На застывшем лице Данстейна не дрогнул ни один мускул, и Гвендолен на мгновение подумала, что все бесполезно. Но ей было нечего терять. И потом, все-таки он ей ответил, пусть пока не глядя в ее сторону.

— Это тебе тоже не добавит чести, конунг. Твой дед Торгард не велел убивать коня, с которого упал в бою и навсегда остался без руки, раздробленной копытом. А что расскажут о тебе в балладах?

Обычно крылатые понимали людей гораздо лучше, чем сами люди, безошибочно предсказывали их мысли и намерения, только пользовались этим умением довольно редко, поскольку сторонились людей и не любили соприкасаться с ними, даже чтобы ими манипулировать. Но у Гвендолен не было выбора. Со своего места на полу она ясно видела стоящие на столе огромные песочные часы. Утро безжалостно двигалось к своему концу. Она в Круахане, но к дому Фредерика Гнелля не приблизилась ни на шаг. И завтра вечером приедет Ноккур, везущий приговор Баллантайну, а значит, и ей тоже. Поэтому единственная надежда была в этом мальчике, которого она законно ненавидела за то, что он делал с ее народом и собирался сделать с ней, и вместе с тем в нем на данный момент сосредоточилась вся ее жизнь. Она должна была понять его душу — жестокую, знавшую много крови, пропитанную понятиями о чести и вечной славе, наполненную верностью тем, кто приносил ему клятвы, презиравшую слабость и смерть, но преклонявшуюся перед любой силой — оружия или воли.

Тут не выдержал и вмешался Снэколль, давно уже крутивший на пальцах все перстни по очереди,

— Прости, мой конунг, мы действительно показали тебе порченый товар. Сейчас мы уберем ее с твоих глаз, а в Вандере отдадим в конюшню к Халлю Кнутобойце. Тогда она станет шелковой и будет молча носить тебя на своей спине, я обещаю.

— Да, конечно, — несколько рассеянно взмахнул рукой Данстейн. Он прошелся по комнате взад-вперед, опираясь на секиру. В сторону Гвендолен он по-прежнему не смотрел.

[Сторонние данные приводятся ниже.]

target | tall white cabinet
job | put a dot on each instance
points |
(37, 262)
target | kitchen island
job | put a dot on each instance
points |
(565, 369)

Подхватившие ее с двух сторон слуги были готовы быстро уволочь невиданное строптивое животное от греха подальше, но Данстейн не давал им разрешения удалиться, и они переминались на месте, бросая на него осторожные взгляды и пожимая плечами в ответ на выразительные знаки Снэколля.

— А ну разбудите Улли, — бросил наконец король, совершив очередной круг по комнате. — Пусть расскажет, какие стихи сложил обо мне последнее время.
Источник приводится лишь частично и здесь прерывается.